During the course of several interviews I conducted with concealed carry permit holders, I found that a surprisingly low percentage of those licensed to conceal a firearm actually carry a gun more than a few times a year. I was shocked by the statistic, but not by the cause of their apprehension. The two primary reasons that permit holders didn’t carry were that they couldn’t find a carry method that suited them and were afraid that someone would recognize they were carrying a firearm.
Finding a comfortable method of carry is a challenge for many people, both new and experienced. With so many different firearms, holster options and body shapes, it can be very tough to find a rig that works for you on a daily basis. Holsters that are uncomfortable may keep shooters from carrying, and not carrying makes a CCW permit pretty much worthless. The first step to having that firearm on hand is being able to carry it in a manner that doesn’t cause discomfort.
This list of solutions to common carry problems will give you the confidence to pack that sidearm in comfort. Being able to carry comfortably means you’ll carry more often, and carrying more often means you’re more likely to have a firearm standing by when you need it most.
Though less ideal, off-body carry is another option. Over the past few years many companies have offered novel solutions to off-body carry, the latest of which is Galco Gunleather’s iDefense, a functional iPad carrier with a built-in holster.
Perhaps the best solution is to wear a breathable, concealable, elastic belly band holster. They’re light, secure, and their large Velcro straps help keep the gun in place even when you’re working out. Belly bands don’t impede movement and they work on virtually any body type. In addition, they’re easy to conceal and even after a long run a properly fitted belly band won’t rub or chaff. The Can Can Hip Hugger, designed specifically to fit women, is a good option. Belly bands and sport belts will also work in the gym, and they offer a level of concealment that allows you to hide them under light clothing.
The first solution is to buy good clothing and a good belt. I prefer tactical pants because they are sturdy and designed for full range of movement. On occasions when I’m dressed up, I’m usually wearing a pair of Vertx khakis, and nobody knows the difference but me. The second step is to buy a good belt—another reoccurring theme in this piece. The last step is to find the right holster. I prefer an open-top IB holster with a stiff frame made from high-quality leather or Kydex. If you do have a good leather holster, don’t use saddle soap or conditioners that will soften the leather and ruin the sturdy construction.

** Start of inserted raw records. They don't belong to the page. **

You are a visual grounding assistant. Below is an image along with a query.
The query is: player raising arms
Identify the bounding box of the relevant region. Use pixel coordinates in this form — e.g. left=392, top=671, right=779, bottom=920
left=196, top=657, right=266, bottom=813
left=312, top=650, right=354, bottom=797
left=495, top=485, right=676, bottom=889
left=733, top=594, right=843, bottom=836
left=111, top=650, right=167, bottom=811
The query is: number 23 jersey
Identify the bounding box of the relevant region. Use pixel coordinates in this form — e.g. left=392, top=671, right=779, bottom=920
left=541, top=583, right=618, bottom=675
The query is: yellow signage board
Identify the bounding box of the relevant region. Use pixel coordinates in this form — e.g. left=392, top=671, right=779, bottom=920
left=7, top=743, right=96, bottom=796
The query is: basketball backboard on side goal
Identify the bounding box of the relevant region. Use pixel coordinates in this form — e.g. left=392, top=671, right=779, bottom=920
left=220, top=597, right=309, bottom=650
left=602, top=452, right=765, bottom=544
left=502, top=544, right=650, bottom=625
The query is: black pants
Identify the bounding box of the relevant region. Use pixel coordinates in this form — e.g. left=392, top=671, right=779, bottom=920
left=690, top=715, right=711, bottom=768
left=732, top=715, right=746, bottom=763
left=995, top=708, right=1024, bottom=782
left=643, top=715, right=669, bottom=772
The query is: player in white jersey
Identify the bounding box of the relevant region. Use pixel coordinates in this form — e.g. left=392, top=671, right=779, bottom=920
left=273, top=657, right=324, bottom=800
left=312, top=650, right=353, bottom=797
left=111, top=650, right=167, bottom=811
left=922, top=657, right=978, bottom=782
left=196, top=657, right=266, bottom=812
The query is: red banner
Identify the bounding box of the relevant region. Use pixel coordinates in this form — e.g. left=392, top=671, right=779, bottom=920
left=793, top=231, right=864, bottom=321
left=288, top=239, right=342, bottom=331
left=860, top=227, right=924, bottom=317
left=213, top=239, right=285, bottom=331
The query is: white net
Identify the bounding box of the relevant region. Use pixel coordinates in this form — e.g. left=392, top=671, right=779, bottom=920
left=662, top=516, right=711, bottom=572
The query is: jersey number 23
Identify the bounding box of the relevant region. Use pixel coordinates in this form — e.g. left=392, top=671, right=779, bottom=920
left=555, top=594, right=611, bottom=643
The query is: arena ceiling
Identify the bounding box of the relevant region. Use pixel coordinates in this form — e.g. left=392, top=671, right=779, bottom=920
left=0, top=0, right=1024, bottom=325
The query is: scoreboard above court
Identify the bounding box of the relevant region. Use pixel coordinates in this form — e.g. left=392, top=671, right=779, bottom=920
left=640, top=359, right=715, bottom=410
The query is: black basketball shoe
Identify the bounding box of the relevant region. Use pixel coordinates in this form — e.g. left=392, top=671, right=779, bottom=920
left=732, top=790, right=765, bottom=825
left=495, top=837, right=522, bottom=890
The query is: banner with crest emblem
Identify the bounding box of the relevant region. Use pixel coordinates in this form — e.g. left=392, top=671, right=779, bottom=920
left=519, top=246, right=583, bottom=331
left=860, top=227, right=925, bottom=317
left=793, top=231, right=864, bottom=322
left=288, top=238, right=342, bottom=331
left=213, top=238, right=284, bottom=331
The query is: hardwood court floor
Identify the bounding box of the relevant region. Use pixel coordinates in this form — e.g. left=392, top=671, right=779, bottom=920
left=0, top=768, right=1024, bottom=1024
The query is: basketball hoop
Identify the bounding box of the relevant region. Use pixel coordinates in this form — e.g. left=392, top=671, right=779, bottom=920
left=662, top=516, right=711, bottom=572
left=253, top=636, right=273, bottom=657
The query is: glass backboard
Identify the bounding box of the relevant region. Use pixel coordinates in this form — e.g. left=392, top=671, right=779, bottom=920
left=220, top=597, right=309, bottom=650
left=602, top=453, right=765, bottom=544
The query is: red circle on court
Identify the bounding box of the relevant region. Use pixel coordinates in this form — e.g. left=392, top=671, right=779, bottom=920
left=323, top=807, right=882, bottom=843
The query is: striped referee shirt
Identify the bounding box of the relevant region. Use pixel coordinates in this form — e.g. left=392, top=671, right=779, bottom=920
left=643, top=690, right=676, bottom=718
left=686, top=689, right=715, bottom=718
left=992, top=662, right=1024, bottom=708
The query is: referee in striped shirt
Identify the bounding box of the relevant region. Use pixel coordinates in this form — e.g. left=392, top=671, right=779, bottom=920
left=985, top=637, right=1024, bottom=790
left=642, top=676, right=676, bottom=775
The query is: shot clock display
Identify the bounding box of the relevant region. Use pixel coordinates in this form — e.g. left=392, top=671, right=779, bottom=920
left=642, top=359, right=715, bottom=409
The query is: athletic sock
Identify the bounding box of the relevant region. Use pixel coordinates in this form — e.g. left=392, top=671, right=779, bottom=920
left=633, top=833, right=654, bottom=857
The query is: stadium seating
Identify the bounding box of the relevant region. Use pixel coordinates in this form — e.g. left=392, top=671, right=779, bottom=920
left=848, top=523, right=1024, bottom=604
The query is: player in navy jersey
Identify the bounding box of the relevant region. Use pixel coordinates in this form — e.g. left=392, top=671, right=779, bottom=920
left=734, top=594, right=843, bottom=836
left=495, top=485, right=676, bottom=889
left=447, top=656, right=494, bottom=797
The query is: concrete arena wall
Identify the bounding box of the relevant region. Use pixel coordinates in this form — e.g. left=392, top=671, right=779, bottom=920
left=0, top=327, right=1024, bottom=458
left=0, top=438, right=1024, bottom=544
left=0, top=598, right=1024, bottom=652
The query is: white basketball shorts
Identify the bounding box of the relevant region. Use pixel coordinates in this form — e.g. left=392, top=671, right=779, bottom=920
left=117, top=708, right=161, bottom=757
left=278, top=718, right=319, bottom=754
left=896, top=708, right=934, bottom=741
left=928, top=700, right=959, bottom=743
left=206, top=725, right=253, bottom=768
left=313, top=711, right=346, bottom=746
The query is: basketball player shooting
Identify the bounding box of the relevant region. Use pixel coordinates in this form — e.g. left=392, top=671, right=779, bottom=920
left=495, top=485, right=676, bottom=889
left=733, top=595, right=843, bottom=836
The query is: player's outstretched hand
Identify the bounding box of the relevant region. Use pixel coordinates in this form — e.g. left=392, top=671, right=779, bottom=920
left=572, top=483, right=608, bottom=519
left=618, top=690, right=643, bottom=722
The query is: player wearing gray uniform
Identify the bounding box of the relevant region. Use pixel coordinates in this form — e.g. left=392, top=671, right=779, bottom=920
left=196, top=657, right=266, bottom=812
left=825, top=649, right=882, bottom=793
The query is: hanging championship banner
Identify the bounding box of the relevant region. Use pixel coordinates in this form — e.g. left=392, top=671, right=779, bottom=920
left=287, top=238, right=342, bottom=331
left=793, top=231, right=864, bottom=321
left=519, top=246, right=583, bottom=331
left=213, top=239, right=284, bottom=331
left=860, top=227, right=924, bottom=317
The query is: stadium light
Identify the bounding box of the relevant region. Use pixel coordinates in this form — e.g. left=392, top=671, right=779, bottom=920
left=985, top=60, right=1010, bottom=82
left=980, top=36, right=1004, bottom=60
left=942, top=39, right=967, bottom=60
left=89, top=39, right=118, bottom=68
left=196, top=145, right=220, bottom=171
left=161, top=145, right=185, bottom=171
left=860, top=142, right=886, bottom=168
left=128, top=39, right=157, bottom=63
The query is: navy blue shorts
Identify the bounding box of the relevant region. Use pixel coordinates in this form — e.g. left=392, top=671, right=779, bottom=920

Can Can offers the Hip Hugger, SheBang and Garter—all of which have the ergonomics to fit a woman’s body. Flashbang offers a full line of options that mount in different locations, including their popular bra-mounted options that offer comfort and accessibility. Again, off body carry is an option, and although having a gun that isn’t attached to your body isn’t ideal, sometimes it’s the only option. There are a number of good fanny packs, purses, day planners and bags that are designed for concealed carry. These are a far better option than simply emptying out a purse and sticking a firearm in there, primarily because tactical bags have compartments specifically designed to hold a firearm and to provide quick access when needed.
The problem with these simple solutions is that A), belt carry is one of the most secure and accessible positions, and B) finding that perfect holster might be more difficult than you think. You have to determine the root cause of the irritation. It may be that you need to buy pants that are a size larger and loosen up that belt just a bit. Another good option is to purchase a belt designed for concealed carry. CCW-specific belts are sturdy and provide a secure platform for mounting a holster. This means the gun will sit at the proper angle and won’t be digging into your flesh.
Another simpler solution is to look at your wardrobe selection and make changes as needed; buy tall undershirts so that the tail rests between your hip and the gun, and be sure that there are no irritating wrinkles in the fabric before you secure the gun to your hip.
Another good choice is a disguised belt holster like the many offerings from Sneaky Pete, which are innocuous-looking cases that slip onto your belt and help conceal a firearm in the open. The Comp-Tac Centerline holster is another good option that’s easy to hide under light clothing. Off-body carry is an option as well, and options like the new Crossbreed Purse Defender are versatile and effective choices.